PITTSBURGH, US: US-based PPG Industries Inc (PPG) will continue to pursue its merger bid for Dutch paint company AkzoNobel NV, to combine the two companies.
PPG believed in the merits of combining the two companies, after carefully studying AkzoNobel's new strategic plan, PPG said in a statement.
AkzoNobel's new strategic plan will be riskier and create more uncertainty for AkzoNobel stakeholders, employees and pensioners. The revised plan would create two smaller, unproven companies resulting in additional restructuring, PPG said.
PPG’s proposal would create more value, as it provides an immediate cash payout far in excess of AkzoNobel’s special dividend and is supplemented with PPG shares.
PPG has proven a record of executing on strategic actions and driving performance and growth, and we continue to believe that a combination of PPG and AkzoNobel is in the best interest of all stakeholders.
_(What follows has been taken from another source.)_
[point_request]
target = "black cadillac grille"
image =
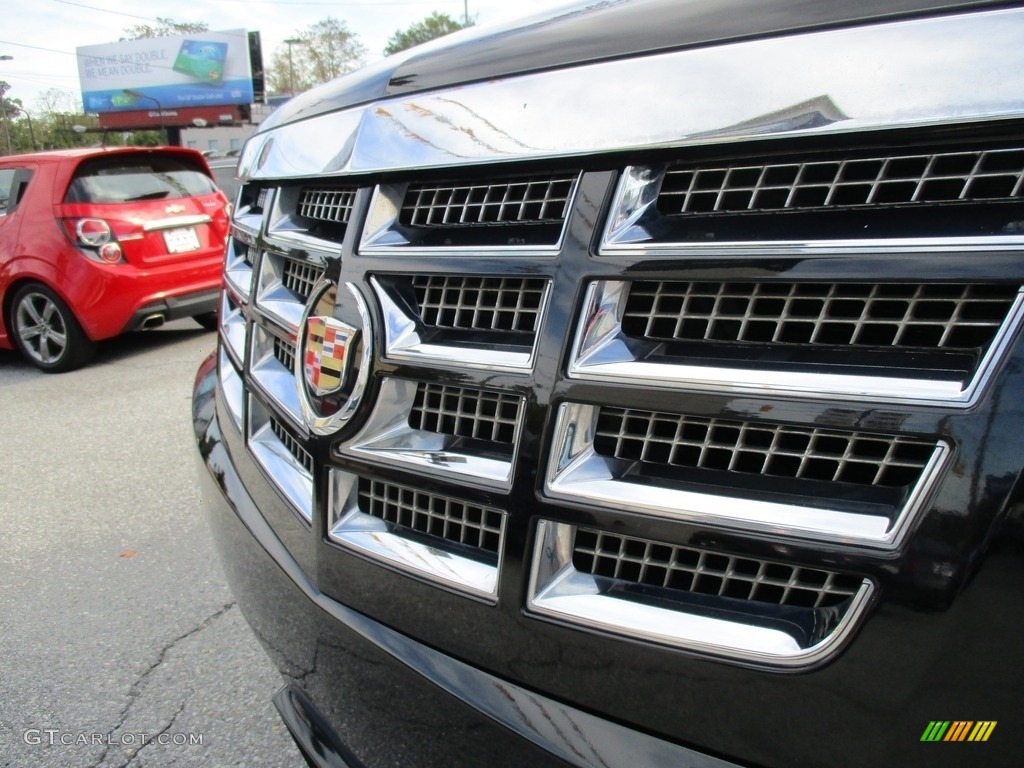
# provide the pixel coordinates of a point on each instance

The combined company will be much better positioned to take advantage of the opportunities in our markets and deliver superior shareholder returns, the company added.
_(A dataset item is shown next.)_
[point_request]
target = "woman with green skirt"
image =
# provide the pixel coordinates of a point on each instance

We have not heard anything today that changes our belief in the value of combining the two companies, and now is the time for a complete review and full consideration of our compelling offer to combine PPG and AkzoNobel. We will be stronger together, the company concluded.
AkzoNobel shareholder Elliott Advisors which was urging for a meeting between the two companies to settle a deal has supported PPG, saying the certainty of the US firm’s bid outweighs risks the Dutch company won’t meet new goals.